Y con unas televisiones públicas que han perdido la oportunidad de erigirse como entes de servicio público en busca de la verdad y, por el contrario, han optado por el entretenimiento a base de programas sobre el mar y el campo, sin debates de posiciones enfrentadas con la versión oficial, mi vecino se queda sin opciones de forjar su espíritu crítico. Solo espero que ya venga enseñado.
No es de extrañar el reciente estudio del que se hacían eco algunos medios oficialistas de tirada nacional, que afirmaba que los españoles estamos en la cola de países con espíritu crítico.
Lo grave no es escuchar a los todólogos que, por ejemplo, en un mismo programa son capaces de espetar afirmaciones en alusión a los no vacunados como: “Propongo como pedagogía darles dos hostias” (Manuel Lago, de profesión todólogo); “hacemos vida normal entrando en cines y restaurantes y mira que bien y vosotros no podéis,… y no debéis” (Anabel Alonso, actriz y todóloga); “les empezamos a poner una pegatina y los vemos por la calle y decimos ¿a ti qué te pasa?” (Risto Mejide, gafólogo y moderador de todólogos), no. Eso no es lo más grave. Lo peor es que esos mensajes hacen mella en la mente de muchos que creen desconectar de su jornada laboral a esas horas y lo que hacen es conectar con esa caja que nada tiene de tonta porque está programada para adoctrinar. Si no, ¿a qué se debe que no se recojan opiniones diferentes a la oficial aunque vengan avaladas por importantes expertos? A éstos ni los invitan y, si alguna vez lo han hecho, a los pocos minutos del debate, los contrarios se han levantado y se han ido.
Hablando de todólogos. Compartiendo podio con el presidente de Cantabria Miguel Ángel Revilla, mi favorito es el polifacético Doctor Carballo, jefe de urgencias del Hospital Ramón y Cajal que ha sido muy beligerante en pro de las vacunas y las mascarillas pero que al ser preguntado si iba a vacunar a sus hijos dijo que no lo iba a hacer.

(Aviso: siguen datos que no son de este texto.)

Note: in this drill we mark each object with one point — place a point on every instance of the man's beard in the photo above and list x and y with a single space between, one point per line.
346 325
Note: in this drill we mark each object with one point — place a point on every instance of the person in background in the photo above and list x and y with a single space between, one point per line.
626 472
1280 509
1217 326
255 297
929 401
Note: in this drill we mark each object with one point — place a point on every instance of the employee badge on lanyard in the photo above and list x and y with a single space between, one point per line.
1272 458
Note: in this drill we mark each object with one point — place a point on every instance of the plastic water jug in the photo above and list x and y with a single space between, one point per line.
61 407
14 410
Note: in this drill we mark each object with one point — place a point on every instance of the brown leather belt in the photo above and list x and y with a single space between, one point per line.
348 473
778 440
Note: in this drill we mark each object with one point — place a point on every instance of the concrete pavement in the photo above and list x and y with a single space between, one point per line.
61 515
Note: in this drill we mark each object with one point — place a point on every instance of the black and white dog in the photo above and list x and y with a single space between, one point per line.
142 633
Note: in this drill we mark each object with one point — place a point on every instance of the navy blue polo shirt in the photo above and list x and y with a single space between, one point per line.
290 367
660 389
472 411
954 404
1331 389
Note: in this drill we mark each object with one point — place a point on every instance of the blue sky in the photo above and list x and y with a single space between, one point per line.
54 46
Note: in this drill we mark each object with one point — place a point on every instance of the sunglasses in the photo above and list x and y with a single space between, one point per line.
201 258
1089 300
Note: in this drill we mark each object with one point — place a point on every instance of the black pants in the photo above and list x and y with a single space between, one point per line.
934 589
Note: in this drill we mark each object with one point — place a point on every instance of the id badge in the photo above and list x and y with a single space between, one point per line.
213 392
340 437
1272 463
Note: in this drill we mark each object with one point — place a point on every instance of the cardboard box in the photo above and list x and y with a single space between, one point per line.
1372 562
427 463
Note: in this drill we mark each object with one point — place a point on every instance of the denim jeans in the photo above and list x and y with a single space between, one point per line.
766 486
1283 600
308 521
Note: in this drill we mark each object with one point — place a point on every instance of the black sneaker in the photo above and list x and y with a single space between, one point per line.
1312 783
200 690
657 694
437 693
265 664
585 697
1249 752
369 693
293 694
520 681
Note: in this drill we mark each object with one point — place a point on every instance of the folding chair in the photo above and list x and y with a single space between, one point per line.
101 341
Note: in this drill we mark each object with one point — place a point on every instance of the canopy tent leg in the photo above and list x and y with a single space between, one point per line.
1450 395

Así sin despeinarse. Que iba a esperar a ver qué pasaba con los otros niños. Después de la murga que ha dado.
El urgenciólogo y todólogo ha opinado en todos los canales privados de este país y lo ha hecho sobre la pandemia, sobre el volcán de la Palma, sobre el conflicto ruso-ucraniano y recientemente sobre series de Netflix.
Ya está bien de hacer crecer la audiencia en base a incautos que acuden a programas de prime time para desconectar, o más bien doparse, y reciben dosis de desinformación con opinadores de medio pelo. Las televisiones no deberían dar pie a fomentar el odio o para adoctrinar a la audiencia. Aunque lo triste es que tienen demanda. De ahí su audiencia que les hace subsistir año tras año.
Si quieren desconectar, mejor, pongan películas del oeste porque hasta las series de Netflix están cargadas de primados negativos y mensajes subliminales que condicionan nuestras mentes en interés de sus dueños que, por cierto, son los de siempre y nos quieren dóciles y mansos. Sin un espíritu crítico que cuestione sus intenciones.